BI Terbuka untuk Kerja Sama QRIS dengan AS, Meski Ada Kekhawatiran Perdagangan
Bank Indonesia (BI) menyatakan kesiapan bermitra dengan AS terkait QRIS, meskipun AS sebelumnya menyoroti hambatan perdagangan di sektor keuangan Indonesia.
Jakarta, 21 April 2024 - Deputi Gubernur Senior Bank Indonesia (BI), Destry Damayanti, menyatakan kesiapan berkolaborasi dengan negara mana pun, termasuk Amerika Serikat (AS), dalam penggunaan metode pembayaran Quick Response Code Indonesian Standard (QRIS).
Pernyataan ini disampaikan sebagai tanggapan atas pertanyaan pemerintah AS mengenai hambatan perdagangan, termasuk QRIS di sektor keuangan Indonesia.

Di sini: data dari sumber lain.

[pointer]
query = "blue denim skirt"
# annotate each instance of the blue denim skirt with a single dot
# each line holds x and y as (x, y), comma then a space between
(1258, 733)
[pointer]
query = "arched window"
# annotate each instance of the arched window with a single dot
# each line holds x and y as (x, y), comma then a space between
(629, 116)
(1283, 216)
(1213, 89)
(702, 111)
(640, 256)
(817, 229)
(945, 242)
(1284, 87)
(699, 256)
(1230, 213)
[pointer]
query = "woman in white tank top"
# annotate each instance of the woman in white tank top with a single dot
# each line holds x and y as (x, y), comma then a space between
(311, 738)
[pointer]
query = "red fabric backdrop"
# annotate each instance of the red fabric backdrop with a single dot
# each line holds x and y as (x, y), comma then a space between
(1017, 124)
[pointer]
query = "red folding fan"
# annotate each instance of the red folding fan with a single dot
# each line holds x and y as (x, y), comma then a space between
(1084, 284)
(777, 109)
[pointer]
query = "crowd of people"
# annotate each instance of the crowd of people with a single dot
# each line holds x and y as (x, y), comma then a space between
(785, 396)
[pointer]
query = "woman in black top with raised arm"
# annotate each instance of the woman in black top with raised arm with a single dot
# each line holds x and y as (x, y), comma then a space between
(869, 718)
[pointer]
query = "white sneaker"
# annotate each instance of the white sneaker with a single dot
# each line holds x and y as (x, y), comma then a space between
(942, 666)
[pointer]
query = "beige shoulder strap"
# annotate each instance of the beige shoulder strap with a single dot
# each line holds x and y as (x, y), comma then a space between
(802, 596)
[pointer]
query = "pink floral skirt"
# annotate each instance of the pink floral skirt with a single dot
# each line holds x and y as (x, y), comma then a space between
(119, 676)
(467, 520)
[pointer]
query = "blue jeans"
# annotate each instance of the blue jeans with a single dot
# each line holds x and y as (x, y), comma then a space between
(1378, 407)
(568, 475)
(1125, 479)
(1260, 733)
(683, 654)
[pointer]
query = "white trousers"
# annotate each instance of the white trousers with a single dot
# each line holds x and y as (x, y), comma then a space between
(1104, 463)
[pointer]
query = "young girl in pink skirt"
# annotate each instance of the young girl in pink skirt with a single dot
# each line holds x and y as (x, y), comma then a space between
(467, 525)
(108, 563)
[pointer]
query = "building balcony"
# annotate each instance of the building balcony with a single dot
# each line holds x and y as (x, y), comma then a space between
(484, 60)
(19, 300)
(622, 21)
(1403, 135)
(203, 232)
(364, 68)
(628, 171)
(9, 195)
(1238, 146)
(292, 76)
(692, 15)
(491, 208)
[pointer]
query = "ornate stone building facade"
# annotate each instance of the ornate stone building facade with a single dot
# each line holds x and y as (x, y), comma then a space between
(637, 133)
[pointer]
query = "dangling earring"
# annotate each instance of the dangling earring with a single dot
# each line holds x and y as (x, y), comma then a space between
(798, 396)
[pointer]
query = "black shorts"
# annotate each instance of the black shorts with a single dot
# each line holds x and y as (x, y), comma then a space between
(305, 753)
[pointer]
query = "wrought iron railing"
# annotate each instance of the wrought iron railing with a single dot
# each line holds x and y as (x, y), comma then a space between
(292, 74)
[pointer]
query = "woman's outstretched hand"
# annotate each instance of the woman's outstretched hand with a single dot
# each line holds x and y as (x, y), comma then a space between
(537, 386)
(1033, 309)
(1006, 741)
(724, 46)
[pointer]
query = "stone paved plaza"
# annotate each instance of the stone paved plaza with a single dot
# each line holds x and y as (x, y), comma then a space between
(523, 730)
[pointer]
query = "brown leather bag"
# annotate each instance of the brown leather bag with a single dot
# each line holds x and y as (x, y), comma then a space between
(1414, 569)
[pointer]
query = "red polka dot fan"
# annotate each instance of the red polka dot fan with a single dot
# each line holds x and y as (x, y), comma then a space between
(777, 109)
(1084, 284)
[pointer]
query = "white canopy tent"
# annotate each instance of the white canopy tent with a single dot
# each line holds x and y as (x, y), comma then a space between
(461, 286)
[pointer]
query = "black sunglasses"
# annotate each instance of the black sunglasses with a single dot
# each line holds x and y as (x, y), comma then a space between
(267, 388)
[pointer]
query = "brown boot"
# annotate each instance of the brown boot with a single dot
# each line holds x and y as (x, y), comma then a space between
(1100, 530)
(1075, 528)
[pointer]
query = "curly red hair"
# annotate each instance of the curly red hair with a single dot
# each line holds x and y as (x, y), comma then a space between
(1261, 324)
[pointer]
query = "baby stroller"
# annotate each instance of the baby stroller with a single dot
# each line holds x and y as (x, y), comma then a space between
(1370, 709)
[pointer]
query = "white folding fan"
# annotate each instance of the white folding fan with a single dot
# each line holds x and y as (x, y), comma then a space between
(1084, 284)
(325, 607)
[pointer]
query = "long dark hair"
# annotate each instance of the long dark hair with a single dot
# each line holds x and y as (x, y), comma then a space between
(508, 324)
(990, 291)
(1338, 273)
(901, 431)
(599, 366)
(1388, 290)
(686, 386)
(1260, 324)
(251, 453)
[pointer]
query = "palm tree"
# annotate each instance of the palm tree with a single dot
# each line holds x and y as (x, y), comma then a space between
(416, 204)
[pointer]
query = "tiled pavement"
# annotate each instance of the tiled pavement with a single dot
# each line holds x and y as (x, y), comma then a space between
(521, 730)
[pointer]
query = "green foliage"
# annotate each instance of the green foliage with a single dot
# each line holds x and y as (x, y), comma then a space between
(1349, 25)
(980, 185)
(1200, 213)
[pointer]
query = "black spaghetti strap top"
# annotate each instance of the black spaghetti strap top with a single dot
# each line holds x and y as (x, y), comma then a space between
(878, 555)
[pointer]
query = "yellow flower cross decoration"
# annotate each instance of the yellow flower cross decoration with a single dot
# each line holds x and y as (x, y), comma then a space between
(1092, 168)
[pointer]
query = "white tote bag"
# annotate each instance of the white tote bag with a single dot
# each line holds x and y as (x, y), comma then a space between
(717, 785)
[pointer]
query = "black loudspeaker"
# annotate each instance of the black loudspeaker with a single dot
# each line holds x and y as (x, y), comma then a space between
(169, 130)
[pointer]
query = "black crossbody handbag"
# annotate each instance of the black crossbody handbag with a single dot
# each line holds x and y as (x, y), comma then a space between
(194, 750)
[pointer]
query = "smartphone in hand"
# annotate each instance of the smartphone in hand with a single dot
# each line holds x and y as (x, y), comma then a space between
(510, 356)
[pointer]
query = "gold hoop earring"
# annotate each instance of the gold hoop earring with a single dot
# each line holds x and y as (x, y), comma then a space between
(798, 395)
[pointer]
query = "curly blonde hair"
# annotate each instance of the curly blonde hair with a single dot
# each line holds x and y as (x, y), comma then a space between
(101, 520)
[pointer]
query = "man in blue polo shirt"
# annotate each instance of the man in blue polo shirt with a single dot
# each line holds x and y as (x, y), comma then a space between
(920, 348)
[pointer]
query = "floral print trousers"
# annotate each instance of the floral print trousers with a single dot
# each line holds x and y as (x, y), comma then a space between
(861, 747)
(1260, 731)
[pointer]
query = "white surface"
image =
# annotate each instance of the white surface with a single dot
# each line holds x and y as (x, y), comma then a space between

Damayanti menekankan bahwa kerja sama internasional dalam hal QRIS dan sistem pembayaran cepat lainnya sangat bergantung pada kesiapan bersama antar negara.

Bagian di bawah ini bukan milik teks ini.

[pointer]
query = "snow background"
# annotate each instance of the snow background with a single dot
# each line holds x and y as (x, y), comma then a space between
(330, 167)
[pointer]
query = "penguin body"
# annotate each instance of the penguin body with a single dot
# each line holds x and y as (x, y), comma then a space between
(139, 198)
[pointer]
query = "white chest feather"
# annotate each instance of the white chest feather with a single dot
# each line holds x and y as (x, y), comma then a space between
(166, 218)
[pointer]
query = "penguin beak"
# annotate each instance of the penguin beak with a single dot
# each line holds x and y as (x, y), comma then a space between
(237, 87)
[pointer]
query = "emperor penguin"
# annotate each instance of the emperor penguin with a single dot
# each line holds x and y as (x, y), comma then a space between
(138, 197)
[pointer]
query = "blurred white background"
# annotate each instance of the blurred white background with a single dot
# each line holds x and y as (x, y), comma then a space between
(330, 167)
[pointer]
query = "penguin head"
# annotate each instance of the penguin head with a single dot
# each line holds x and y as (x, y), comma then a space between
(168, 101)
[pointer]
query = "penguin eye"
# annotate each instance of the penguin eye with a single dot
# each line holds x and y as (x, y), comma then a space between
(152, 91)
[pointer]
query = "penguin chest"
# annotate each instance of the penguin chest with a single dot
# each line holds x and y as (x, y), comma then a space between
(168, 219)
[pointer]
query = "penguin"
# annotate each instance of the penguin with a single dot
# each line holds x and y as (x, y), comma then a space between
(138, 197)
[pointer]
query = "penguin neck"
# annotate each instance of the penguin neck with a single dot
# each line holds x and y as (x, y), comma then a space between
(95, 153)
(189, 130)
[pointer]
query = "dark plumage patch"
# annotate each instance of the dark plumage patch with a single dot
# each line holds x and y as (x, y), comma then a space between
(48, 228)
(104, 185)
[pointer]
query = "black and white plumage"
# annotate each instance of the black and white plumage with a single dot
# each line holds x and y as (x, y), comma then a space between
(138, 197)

"Jika kedua negara siap, mengapa kita tidak bekerja sama?" ujarnya dalam sebuah acara pada hari Senin. Pernyataan tersebut menunjukkan sikap terbuka BI terhadap potensi kerja sama dengan AS, meskipun terdapat kekhawatiran dari pihak AS terkait regulasi QRIS Indonesia.
Kerja Sama QRIS dan Hambatan Perdagangan
Lebih lanjut, Damayanti mencatat bahwa instrumen pembayaran non-tunai lainnya, seperti kartu kredit yang dikeluarkan oleh perusahaan jasa keuangan AS, Visa dan Mastercard, masih tetap diminati dan mendominasi sektor pembayaran non-tunai di Indonesia. "Sampai sekarang, kartu kredit Visa dan Mastercard masih mendominasi di Indonesia. Tidak ada masalah dengan itu," tegasnya.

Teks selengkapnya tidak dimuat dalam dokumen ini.